LSM-775

4037

lsm-775LSM-775 is a lysergamide psychedelic with a limited history of use. It’s generally described as being less psychedelic than LSD, but it has more dream-like effects.

The drug isn’t as potent as LSD, with a common dose being around 10x that of LSD.

Nausea is a common negative effect and it can be strong enough to significantly reduce the drug’s potential pleasantness.


LSM-775 = Lysergic acid morpholide; 4-Lysergoylmorpholine; N-Morpholinyllysergamide; LSM

PubChem: 199507

Molecular formula: C20H23N3O2

Molecular weight: 337.41552 g/mol

IUPAC: [(6aR,9R)-7-methyl-6,6a,8,9-tetrahydro-4H-indolo[4,3-fg]quinoline-9-yl]-morpholin-4-ylmethanone


Dose

Oral/Sublingual/Buccal

Light: 500 – 750 μg

Common: 750 ug – 1250 μg

Strong: 1.25 – 1.5 mg


Timeline

Oral/Sublingual/Buccal

Total: 6 – 10 hours

Onset: 00:10 – 00:30


Experience Reports

Erowid



Effects

Positive

  • OEVs and CEVs
  • Dream-like states
  • Music enhancement
  • Pleasant bodily sensations
  • Mood lift

Negative

  • Hypotension or Hypertension
  • Dizziness
  • Drowsiness
  • Tachycardia
  • Nausea (common)
  • Vomiting
  • Anxiety (possibly less than other psychedelics)

Dream-like states and sedation are produced more often with LSM-775 than with LSD, leading some users to compare it to LSA. Its sedation may be strong enough to cause light-sleep during the core experience.

The open-eye effects are sometimes similar to those of LSD, though it’s often considered weaker as a psychedelic.
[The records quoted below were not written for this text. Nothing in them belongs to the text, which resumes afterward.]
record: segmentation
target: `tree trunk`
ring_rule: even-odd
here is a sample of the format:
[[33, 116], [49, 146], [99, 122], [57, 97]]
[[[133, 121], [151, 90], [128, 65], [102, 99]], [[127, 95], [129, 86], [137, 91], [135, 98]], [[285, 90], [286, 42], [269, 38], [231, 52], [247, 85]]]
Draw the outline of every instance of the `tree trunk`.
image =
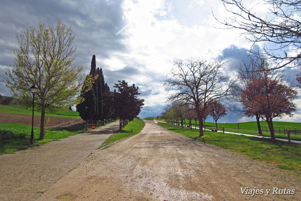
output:
[[203, 120], [201, 117], [199, 118], [199, 128], [200, 129], [200, 135], [199, 137], [201, 137], [204, 135], [203, 132]]
[[261, 131], [261, 128], [260, 127], [260, 123], [259, 121], [259, 119], [260, 118], [258, 114], [256, 114], [256, 121], [257, 121], [257, 127], [258, 128], [258, 134], [262, 135], [262, 133]]
[[204, 118], [204, 128], [206, 130], [206, 123], [205, 123], [205, 120], [206, 120], [206, 118]]
[[275, 134], [274, 133], [274, 127], [273, 126], [273, 121], [272, 118], [269, 117], [267, 118], [267, 120], [268, 120], [268, 122], [267, 121], [268, 125], [268, 128], [270, 129], [270, 133], [271, 133], [271, 137], [272, 138], [272, 142], [273, 144], [276, 144], [276, 139], [275, 139]]
[[45, 108], [42, 108], [41, 115], [41, 123], [40, 124], [40, 137], [39, 140], [43, 140], [45, 135], [45, 128], [44, 123], [45, 122]]

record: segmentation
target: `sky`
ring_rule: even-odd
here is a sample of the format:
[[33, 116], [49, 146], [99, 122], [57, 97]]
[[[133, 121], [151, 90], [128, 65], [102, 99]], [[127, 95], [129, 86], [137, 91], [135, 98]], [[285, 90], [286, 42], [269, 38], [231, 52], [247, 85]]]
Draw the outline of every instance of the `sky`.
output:
[[[250, 6], [260, 1], [245, 1]], [[264, 14], [267, 9], [262, 6], [256, 10]], [[212, 11], [221, 20], [228, 14], [218, 0], [0, 0], [0, 93], [11, 96], [3, 79], [13, 63], [13, 49], [18, 48], [16, 33], [37, 28], [40, 21], [55, 25], [61, 18], [75, 34], [73, 64], [88, 74], [95, 55], [97, 67], [102, 68], [111, 90], [118, 80], [135, 84], [139, 98], [145, 100], [139, 116], [160, 115], [169, 95], [164, 81], [175, 58], [223, 58], [232, 75], [240, 61], [248, 59], [246, 55], [252, 44], [238, 30], [217, 28], [220, 25]], [[285, 73], [293, 80], [300, 71], [288, 68]], [[301, 122], [301, 101], [294, 102], [298, 107], [293, 117], [274, 121]], [[218, 122], [255, 120], [228, 113]]]

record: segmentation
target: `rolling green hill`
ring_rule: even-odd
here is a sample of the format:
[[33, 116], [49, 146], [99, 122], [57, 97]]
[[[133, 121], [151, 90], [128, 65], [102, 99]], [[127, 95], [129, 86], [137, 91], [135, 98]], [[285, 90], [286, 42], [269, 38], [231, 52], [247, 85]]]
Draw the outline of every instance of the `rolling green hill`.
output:
[[[161, 117], [159, 117], [158, 119], [158, 120], [161, 120], [165, 121], [165, 119], [163, 119]], [[186, 120], [186, 123], [188, 123], [188, 120]], [[193, 126], [195, 124], [195, 121], [193, 120], [192, 123]], [[263, 128], [264, 130], [266, 129], [266, 127], [265, 126], [267, 126], [268, 124], [265, 121], [260, 121], [260, 126], [263, 126]], [[198, 121], [197, 121], [197, 126], [198, 127], [198, 124], [199, 123]], [[223, 126], [224, 126], [225, 128], [237, 128], [238, 127], [237, 124], [239, 124], [239, 128], [241, 129], [247, 129], [252, 130], [255, 130], [255, 128], [257, 128], [257, 123], [256, 121], [247, 121], [246, 122], [239, 122], [237, 123], [217, 123], [217, 127], [222, 127]], [[279, 129], [278, 127], [280, 127], [280, 130], [283, 130], [284, 129], [284, 127], [297, 127], [301, 128], [301, 123], [294, 122], [287, 122], [285, 121], [273, 121], [273, 124], [275, 130], [278, 130]], [[211, 123], [210, 122], [206, 122], [206, 126], [209, 126], [215, 127], [215, 123]], [[268, 130], [268, 128], [267, 128]], [[288, 129], [286, 128], [286, 129]]]
[[[30, 115], [33, 114], [32, 109], [27, 109], [17, 105], [0, 105], [0, 112], [5, 112], [12, 114], [22, 115]], [[34, 115], [41, 116], [41, 113], [38, 111], [35, 111]], [[45, 116], [48, 117], [66, 117], [76, 118], [80, 118], [79, 113], [78, 112], [66, 110], [64, 112], [57, 112], [55, 113], [46, 113]]]

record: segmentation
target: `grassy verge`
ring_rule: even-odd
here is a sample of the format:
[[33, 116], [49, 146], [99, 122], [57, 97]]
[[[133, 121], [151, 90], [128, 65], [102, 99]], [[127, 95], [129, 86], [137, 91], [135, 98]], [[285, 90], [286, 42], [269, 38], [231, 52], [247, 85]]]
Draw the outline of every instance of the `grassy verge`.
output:
[[146, 120], [154, 120], [154, 117], [147, 117], [144, 118], [143, 119]]
[[[98, 148], [100, 149], [127, 137], [139, 133], [144, 127], [145, 124], [142, 120], [134, 119], [133, 121], [129, 122], [126, 126], [123, 128], [122, 130], [118, 130], [116, 132], [111, 135], [102, 143]], [[133, 130], [133, 133], [131, 132], [132, 129]]]
[[[210, 129], [211, 128], [215, 128], [215, 126], [206, 126], [206, 129]], [[223, 129], [222, 128], [218, 128], [219, 130], [222, 131]], [[248, 134], [248, 135], [256, 135], [257, 136], [263, 136], [265, 137], [271, 137], [271, 133], [270, 131], [268, 130], [268, 132], [266, 132], [265, 131], [262, 131], [262, 135], [260, 135], [258, 133], [258, 131], [256, 131], [252, 130], [248, 130], [244, 129], [237, 129], [237, 128], [225, 128], [225, 132], [231, 132], [232, 133], [241, 133], [243, 134]], [[282, 139], [287, 139], [287, 134], [284, 134], [283, 133], [275, 133], [275, 137], [276, 138], [281, 138]], [[293, 132], [292, 132], [292, 134], [290, 135], [290, 140], [295, 140], [298, 141], [301, 141], [301, 135], [297, 134], [295, 135]]]
[[[161, 117], [159, 117], [158, 120], [161, 120], [164, 121], [165, 121], [165, 119], [162, 118]], [[188, 120], [186, 119], [186, 123], [188, 122]], [[192, 124], [192, 126], [194, 126], [195, 124], [195, 121], [193, 120], [191, 121]], [[215, 126], [215, 123], [211, 123], [206, 121], [206, 125], [208, 126]], [[247, 121], [247, 122], [242, 122], [239, 123], [217, 123], [217, 127], [219, 128], [222, 128], [223, 126], [224, 126], [225, 128], [238, 128], [238, 124], [239, 124], [239, 128], [241, 129], [249, 129], [251, 130], [255, 130], [255, 128], [257, 129], [257, 123], [256, 121]], [[264, 126], [263, 130], [265, 130], [267, 127], [265, 126], [268, 125], [268, 124], [265, 121], [261, 121], [260, 122], [260, 125], [262, 126], [261, 129], [262, 129], [262, 126]], [[199, 121], [197, 121], [197, 127], [198, 127], [199, 124]], [[284, 129], [283, 127], [301, 127], [301, 123], [294, 122], [287, 122], [284, 121], [274, 121], [273, 122], [273, 125], [275, 127], [275, 129], [276, 130], [278, 130], [280, 128], [281, 132], [283, 132], [283, 130]], [[278, 127], [280, 127], [279, 128]], [[268, 128], [267, 128], [268, 131]], [[286, 129], [288, 129], [287, 128], [285, 128]], [[297, 129], [297, 130], [300, 130], [300, 129]], [[276, 132], [277, 131], [276, 131]]]
[[[21, 115], [32, 115], [32, 109], [27, 109], [19, 105], [0, 105], [0, 112], [20, 114]], [[35, 111], [35, 115], [41, 116], [41, 113], [38, 111]], [[80, 118], [79, 113], [78, 112], [70, 110], [66, 110], [64, 112], [58, 111], [55, 114], [46, 113], [45, 116], [48, 117], [66, 117], [76, 118]]]
[[301, 144], [278, 141], [273, 144], [270, 139], [211, 131], [204, 131], [204, 136], [199, 138], [197, 129], [182, 129], [165, 123], [158, 124], [188, 137], [248, 155], [252, 159], [267, 161], [281, 169], [301, 172]]
[[31, 126], [19, 124], [0, 124], [0, 155], [65, 138], [85, 131], [85, 125], [61, 129], [48, 129], [44, 140], [38, 140], [40, 128], [34, 127], [34, 144], [30, 144]]

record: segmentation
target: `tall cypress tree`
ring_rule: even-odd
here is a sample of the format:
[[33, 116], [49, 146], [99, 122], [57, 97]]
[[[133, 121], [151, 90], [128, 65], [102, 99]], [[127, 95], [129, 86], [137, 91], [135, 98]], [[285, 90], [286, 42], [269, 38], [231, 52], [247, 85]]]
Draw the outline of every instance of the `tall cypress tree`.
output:
[[[96, 59], [95, 55], [93, 55], [92, 57], [92, 60], [91, 61], [91, 70], [90, 71], [90, 74], [93, 77], [95, 77], [96, 75]], [[95, 112], [93, 114], [91, 118], [92, 120], [98, 120], [98, 90], [97, 87], [97, 80], [95, 80], [92, 85], [93, 88], [93, 91], [94, 92], [94, 96], [95, 97], [95, 101], [91, 102], [91, 104], [92, 105], [90, 106], [95, 108]], [[92, 97], [91, 97], [92, 98]]]
[[[79, 113], [79, 116], [88, 124], [88, 121], [92, 118], [95, 113], [95, 107], [93, 107], [93, 103], [96, 101], [96, 98], [93, 87], [85, 93], [82, 93], [80, 96], [84, 99], [84, 101], [76, 105], [76, 110]], [[87, 108], [86, 108], [86, 107]]]
[[102, 108], [102, 87], [101, 85], [101, 76], [99, 68], [96, 70], [96, 74], [98, 75], [97, 80], [97, 84], [98, 95], [98, 116], [97, 120], [102, 120], [103, 115]]
[[106, 88], [104, 85], [104, 74], [102, 73], [102, 68], [100, 68], [100, 75], [101, 78], [101, 89], [102, 93], [104, 93], [105, 91]]
[[104, 74], [102, 73], [102, 68], [101, 68], [99, 69], [100, 71], [100, 78], [101, 82], [101, 92], [102, 92], [102, 116], [101, 120], [102, 121], [103, 123], [103, 120], [105, 118], [106, 116], [106, 88], [104, 84]]

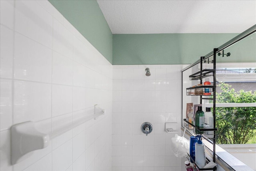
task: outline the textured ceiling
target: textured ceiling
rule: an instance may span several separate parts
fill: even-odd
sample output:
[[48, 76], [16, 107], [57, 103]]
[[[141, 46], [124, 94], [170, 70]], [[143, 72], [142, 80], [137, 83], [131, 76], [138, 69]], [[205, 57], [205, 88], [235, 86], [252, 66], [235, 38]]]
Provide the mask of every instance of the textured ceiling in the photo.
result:
[[240, 33], [256, 24], [256, 0], [97, 0], [113, 34]]

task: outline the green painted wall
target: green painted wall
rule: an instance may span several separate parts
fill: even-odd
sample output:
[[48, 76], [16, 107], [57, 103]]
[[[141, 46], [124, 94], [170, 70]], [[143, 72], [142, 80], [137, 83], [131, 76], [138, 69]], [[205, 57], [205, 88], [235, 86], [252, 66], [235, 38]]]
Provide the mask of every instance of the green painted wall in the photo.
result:
[[238, 34], [114, 34], [113, 64], [190, 64]]
[[112, 33], [96, 0], [48, 0], [112, 64]]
In some respects, given its perceptual effects and the dream-like experiences that can arise, it has dissociative features.

Nausea is quite common, often contributing to a negative body load at common doses. The body load is strong enough that a lot of users don’t continue using LSM-755.


Chemistry & Pharmacology

Chemistry

LSM-775 is a lysergamide, placing it in the same group as LSD, LSA, and AL-LAD. It differs from LSD in that a morpholine moiety has replaced LSD’s diethylamine.

Pharmacology

5-HT2A agonism is presumably present. There may be other serotonin agonist and non-serotonin activities.


History

1957

A paper was published on LSM’s activity in animals and some of its pharmacology was explored. Based on this report, it was considered less potent than LSD, but capable of generating some of the same behavioral effects.

1997

Alexander Shulgin gave a small description of LSM-775 in TiHKAL. It was described as LSD-like and either being similar in potency or only operating at much higher doses (350 – 700 μg).

2013 – 2015

Sales in the research chemical (RC) market began around 2012 or 2013, leading to some experience reports.

2016

It remains available from some vendors in the RC industry, but sales appear to be relatively low. Given the way its effects stack up against other psychedelics, including RC lysergamides, one would expect its use to be minimal.


Legal Status

United States

Uncontrolled


Safety

While little is known about the drug, current evidence indicates a common dose will be similar in psychological and physical safety to LSD. Not enough information exists to say exactly how safe it is, particularly at higher doses.

Due to this lack of information, it’s best to use the drug at the lowest possible dose, as infrequently as possible, and without combinations.